Interest in global health work among American medical students had increased exponentially since Adams made her first overseas trip. Further growth was catalyzed by the publication in 2003 of Tracy Kidder's widely read biography of physician and anthropologist Paul Farmer. The book, Mountains Beyond Mountains, inspired legions of college and medical students to pursue international humanitarian experiences.

To accommodate Dartmouth students' demand for those experiences, in 2009 the college's John Sloan Dickey Center for International Understanding collaborated with the Geisel School of Medicine to launch the Dartmouth Global Health Initiative, dedicated to providing opportunities for undergraduate students interested in global health. Naturally, Adams participated in the planning process and then became the initiative's part-time director

As the initiative grew in popularity, and overwhelming student demand began outstripping the ability to create opportunities, a group of enterprising medical students decided they needed something solely dedicated their interests.

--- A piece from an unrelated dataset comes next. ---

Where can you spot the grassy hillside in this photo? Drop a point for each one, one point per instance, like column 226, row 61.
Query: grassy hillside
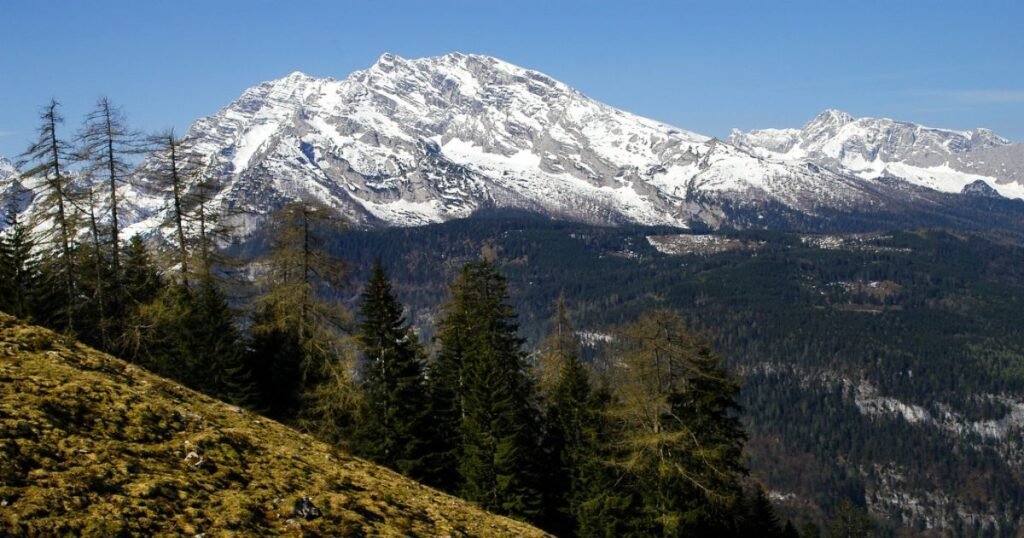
column 92, row 446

Working with Adams, and others at Geisel, they laid the groundwork for a new initiative, presented it to Chip Souba, dean of the medical school, and in spring 2013, the Center for Health Equity became a locus for Geisel's global and domestic health activities focusing on care for underserved populations.

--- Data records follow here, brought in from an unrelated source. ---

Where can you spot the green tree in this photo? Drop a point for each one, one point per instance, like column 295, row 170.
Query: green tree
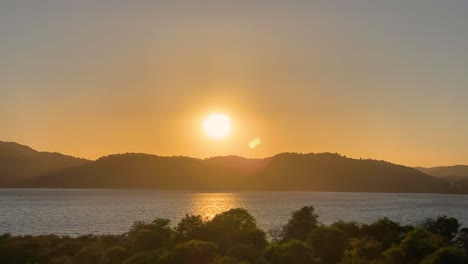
column 301, row 224
column 293, row 251
column 189, row 228
column 446, row 255
column 329, row 243
column 419, row 243
column 445, row 226
column 194, row 252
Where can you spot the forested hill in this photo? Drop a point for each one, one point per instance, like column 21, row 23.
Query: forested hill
column 19, row 163
column 285, row 172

"We're putting our money, people, and time where our values are," notes Adams, now director of both the Global Health Initiative and the Center for Health Equity, and associate dean for global health. "It's about saying that this is central to our mission and to our core values—promoting health equity for populations across the globe."

Adams's plan is to have health equity more deeply embedded in Geisel's core curriculum, rather than on the fringe of it as is now the case.

To that end, she created a faculty advisory steering committee to develop learning objectives for service-learning experiences, and she is collaborating with Greg Ogrinc, MD, associate professor of community and family medicine, to determine what a global health concentration in the revised curriculum might entail.

With the long and continuing history of doctors providing medical relief work alongside those providing humanitarian aid, Adams is convinced that educational programs are increasingly necessary for preparing students to do this work well and to do it right—to take a deeper look at and to critically examine the issues around global health and their ramifications.

On par with the firmly established Urban and Rural Health Scholars programs, Adams created the Global Health Scholars program under the auspices of the Center for Health Equity to address the needs of students who are specifically interested in international health issues. This year, the 14 scholars organized speaker sessions and a journal club to discuss topics of interest, and they have created a website that is in a beta testing phase. They are also evaluating existing service-learning programs for sustainability and seeking new project partners.

The Geisel School of Medicine maintains strong partnerships in Haiti, Kosovo, Peru, Tanzania, and Rwanda, along with the Indian Health Service in the U.S. In 2012, Adams helped launch Rwanda's Human Resources for Health Program—a consortium of medical schools convened by the Clinton Health Access Initiative to build a high quality and sustainable medical education and health-care system in that country.

"I do think that Geisel is well positioned to help address some of the world's most pressing problems because we do a few simple things very well," Adams says. "We are excellent partners, we value personal relationships, and we honor our word, which is important. Honoring your word is something we try to ingrain in our students."

Adams says that she would love to be able to satisfy all of the qualified students who want to get out there and do something domestically or internationally, and to help Geisel's partner sites grow and incorporate more reciprocal opportunities.

"And," she continues, "I'd really love for there to be a health equity progression so that students can figure out what makes sense for their lives and their career trajectories."